The method according to claim 1 or 2, wherein setting the mobile terminal by using an audio parameter corresponding to one of the multiple scenarios comprises:

The audio parameters corresponding to one of the plurality of scenes are written into a digital signal processing DSP register, and the terminal sets the mobile terminal according to the audio parameters in the DSP register.

6. A processing device for voice call quality, located in the mobile terminal, comprising: The first setting module is configured to set a plurality of scenarios, where each scenario corresponds to a set of audio parameters;

And a second setting module, configured to set the mobile terminal by using an audio parameter corresponding to one of the multiple scenarios.

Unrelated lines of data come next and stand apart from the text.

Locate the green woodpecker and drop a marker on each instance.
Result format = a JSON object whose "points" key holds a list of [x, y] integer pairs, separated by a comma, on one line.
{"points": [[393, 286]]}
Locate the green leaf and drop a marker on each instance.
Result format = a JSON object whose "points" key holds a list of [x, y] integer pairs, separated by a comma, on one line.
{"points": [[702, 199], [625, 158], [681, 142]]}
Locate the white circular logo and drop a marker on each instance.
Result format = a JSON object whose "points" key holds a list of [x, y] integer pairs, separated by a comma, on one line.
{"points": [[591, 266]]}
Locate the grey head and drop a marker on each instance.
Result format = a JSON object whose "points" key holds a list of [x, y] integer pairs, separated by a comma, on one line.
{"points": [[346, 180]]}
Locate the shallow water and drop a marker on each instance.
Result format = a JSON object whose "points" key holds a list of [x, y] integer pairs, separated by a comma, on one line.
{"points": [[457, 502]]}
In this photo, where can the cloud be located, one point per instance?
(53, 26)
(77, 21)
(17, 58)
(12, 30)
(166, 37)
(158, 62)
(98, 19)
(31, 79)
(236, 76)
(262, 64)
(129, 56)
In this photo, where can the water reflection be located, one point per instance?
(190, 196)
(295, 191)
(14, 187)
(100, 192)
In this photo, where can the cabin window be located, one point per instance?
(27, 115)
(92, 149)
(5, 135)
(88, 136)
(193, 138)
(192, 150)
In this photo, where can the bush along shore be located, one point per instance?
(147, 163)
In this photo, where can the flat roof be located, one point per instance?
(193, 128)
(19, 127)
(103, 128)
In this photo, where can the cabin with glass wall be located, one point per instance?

The device according to claim 6, wherein the device further comprises:

a parameter preset module, configured to determine an audio parameter corresponding to the scene according to at least one of the following:

The device according to claim 6 or 7, wherein the device further comprises:

a collection module, configured to collect audio samples corresponding to the scene;

The test module is configured to perform testing in the standard anechoic chamber using the audio sample; and the determining module is configured to determine an audio parameter corresponding to the scene according to the test result.

The device according to claim 6 or 7, wherein the audio parameter corresponding to the scene set by the first setting module comprises at least one of the following:

The device according to claim 6 or 7, wherein the device further comprises:

a writing module, configured to write audio parameters corresponding to one of the plurality of scenarios into a digital signal processing DSP register, where the terminal performs the mobile terminal according to an audio parameter in the DSP register Settings.